Suspeito foi indiciado por homicídio qualificado, estupro qualificado e outros crimes. (Foto: Reprodução)

A Polícia Civil do Paraná concluiu o inquérito sobre a morte da freira Nadia Gavasnki, de 82 anos, encontrada dentro do convento Irmãs Servas de Maria Imaculada, em Ivaí, nos Campos Gerais do Paraná. O caso foi encaminhado ao Ministério Público do Paraná.

De acordo com o laudo pericial, a vítima morreu por asfixia e também sofreu violência sexual. As lesões identificadas confirmaram o estupro. O suspeito foi indiciado por homicídio qualificado, estupro qualificado, resistência e violação de domicílio qualificada.

O crime ocorreu por volta das 13h30 do sábado (21), após o homem pular o muro do convento. Segundo as investigações, ele foi questionado pela freira sobre o que fazia no local e respondeu que estava ali para trabalhar. Ao perceber a desconfiança da vítima, ele a empurrou. Em depoimento, afirmou que a asfixiou depois que ela começou a gritar.

O investigado declarou ainda que havia passado a madrugada consumindo drogas e álcool e que teria ouvido vozes mandando matar alguém. Também disse que entrou no convento com a intenção de cometer um assassinato e negou que pretendesse furtar bens. A perícia técnica descartou versões que tentavam minimizar a natureza sexual do crime.

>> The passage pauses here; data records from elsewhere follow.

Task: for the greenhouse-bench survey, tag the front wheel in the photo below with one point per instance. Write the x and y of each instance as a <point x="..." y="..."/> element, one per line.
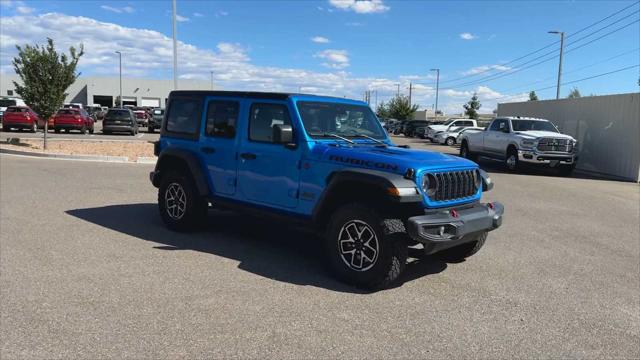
<point x="463" y="251"/>
<point x="363" y="248"/>
<point x="181" y="207"/>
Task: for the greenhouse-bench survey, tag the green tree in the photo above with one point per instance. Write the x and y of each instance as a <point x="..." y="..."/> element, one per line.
<point x="382" y="112"/>
<point x="471" y="108"/>
<point x="46" y="75"/>
<point x="574" y="94"/>
<point x="399" y="108"/>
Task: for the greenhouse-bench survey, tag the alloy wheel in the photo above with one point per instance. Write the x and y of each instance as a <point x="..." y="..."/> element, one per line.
<point x="358" y="245"/>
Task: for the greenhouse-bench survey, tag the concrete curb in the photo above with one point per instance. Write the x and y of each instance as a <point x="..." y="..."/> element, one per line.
<point x="115" y="159"/>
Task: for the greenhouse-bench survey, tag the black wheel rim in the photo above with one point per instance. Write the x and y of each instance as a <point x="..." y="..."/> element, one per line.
<point x="358" y="245"/>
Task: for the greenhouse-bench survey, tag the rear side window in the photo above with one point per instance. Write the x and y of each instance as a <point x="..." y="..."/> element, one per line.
<point x="262" y="119"/>
<point x="184" y="116"/>
<point x="222" y="117"/>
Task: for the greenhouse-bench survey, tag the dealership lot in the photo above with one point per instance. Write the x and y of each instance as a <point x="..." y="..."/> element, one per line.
<point x="98" y="275"/>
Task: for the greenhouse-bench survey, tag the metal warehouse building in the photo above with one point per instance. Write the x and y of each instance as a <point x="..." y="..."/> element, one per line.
<point x="105" y="90"/>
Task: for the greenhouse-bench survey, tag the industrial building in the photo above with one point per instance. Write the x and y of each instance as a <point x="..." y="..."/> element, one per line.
<point x="106" y="90"/>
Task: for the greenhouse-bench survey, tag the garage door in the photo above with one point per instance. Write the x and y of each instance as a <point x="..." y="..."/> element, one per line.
<point x="150" y="102"/>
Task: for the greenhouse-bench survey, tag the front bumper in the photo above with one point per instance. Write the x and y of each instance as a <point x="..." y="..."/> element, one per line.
<point x="554" y="159"/>
<point x="444" y="229"/>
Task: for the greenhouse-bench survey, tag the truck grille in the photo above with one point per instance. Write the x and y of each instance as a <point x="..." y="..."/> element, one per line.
<point x="452" y="185"/>
<point x="557" y="145"/>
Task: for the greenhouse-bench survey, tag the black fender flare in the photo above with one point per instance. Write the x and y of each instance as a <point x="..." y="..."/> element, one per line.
<point x="190" y="160"/>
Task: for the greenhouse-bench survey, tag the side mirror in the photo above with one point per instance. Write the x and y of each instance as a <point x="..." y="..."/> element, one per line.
<point x="282" y="134"/>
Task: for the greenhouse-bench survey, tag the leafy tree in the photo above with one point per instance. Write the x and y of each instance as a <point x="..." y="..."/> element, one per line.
<point x="574" y="94"/>
<point x="46" y="75"/>
<point x="471" y="108"/>
<point x="399" y="108"/>
<point x="382" y="111"/>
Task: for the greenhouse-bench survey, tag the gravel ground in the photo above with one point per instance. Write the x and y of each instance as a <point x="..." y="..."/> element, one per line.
<point x="132" y="149"/>
<point x="87" y="270"/>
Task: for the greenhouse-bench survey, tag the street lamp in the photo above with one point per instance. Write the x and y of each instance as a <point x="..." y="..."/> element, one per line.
<point x="560" y="63"/>
<point x="435" y="112"/>
<point x="120" y="56"/>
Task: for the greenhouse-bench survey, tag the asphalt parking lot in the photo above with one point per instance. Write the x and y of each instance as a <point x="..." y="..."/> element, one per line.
<point x="87" y="270"/>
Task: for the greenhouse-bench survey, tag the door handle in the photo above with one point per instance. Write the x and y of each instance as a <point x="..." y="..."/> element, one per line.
<point x="248" y="156"/>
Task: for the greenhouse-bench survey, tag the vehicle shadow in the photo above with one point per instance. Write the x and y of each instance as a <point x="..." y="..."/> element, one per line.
<point x="271" y="249"/>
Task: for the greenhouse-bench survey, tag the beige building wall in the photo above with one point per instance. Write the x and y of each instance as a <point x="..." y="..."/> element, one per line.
<point x="607" y="129"/>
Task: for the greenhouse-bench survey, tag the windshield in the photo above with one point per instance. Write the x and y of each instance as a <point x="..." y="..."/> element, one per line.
<point x="526" y="125"/>
<point x="6" y="103"/>
<point x="322" y="118"/>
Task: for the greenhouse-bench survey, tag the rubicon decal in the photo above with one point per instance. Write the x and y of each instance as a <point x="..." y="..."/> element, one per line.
<point x="367" y="163"/>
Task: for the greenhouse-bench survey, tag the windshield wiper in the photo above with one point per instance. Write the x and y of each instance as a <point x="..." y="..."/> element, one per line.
<point x="337" y="137"/>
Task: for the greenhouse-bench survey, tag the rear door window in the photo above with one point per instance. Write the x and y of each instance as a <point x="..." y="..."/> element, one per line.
<point x="184" y="116"/>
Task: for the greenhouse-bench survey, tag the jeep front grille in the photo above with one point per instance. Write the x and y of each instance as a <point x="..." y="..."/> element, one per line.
<point x="556" y="145"/>
<point x="452" y="185"/>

Após o ocorrido, uma fotógrafa que registrava um evento no convento foi abordada pelo suspeito. Ela relatou que ele estava nervoso, com roupas sujas de sangue e arranhões no pescoço, e afirmou ter encontrado a freira caída. Desconfiada, a testemunha filmou a interação e acionou outras pessoas para chamar a ambulância e a Polícia Militar. O homem fugiu antes da chegada das equipes, mas foi identificado com base nas imagens.

Ele foi localizado em casa. Ao perceber a chegada da polícia, tentou fugir e entrou em confronto com os agentes, mas foi contido. Durante a abordagem, admitiu a autoria.

A investigação também apontou que o suspeito havia sido preso por furto qualificado em 28 de dezembro de 2025 e colocado em liberdade provisória dois dias depois. Conforme a polícia, ele possui registros anteriores por crimes como roubo, furto e violência doméstica desde 2024.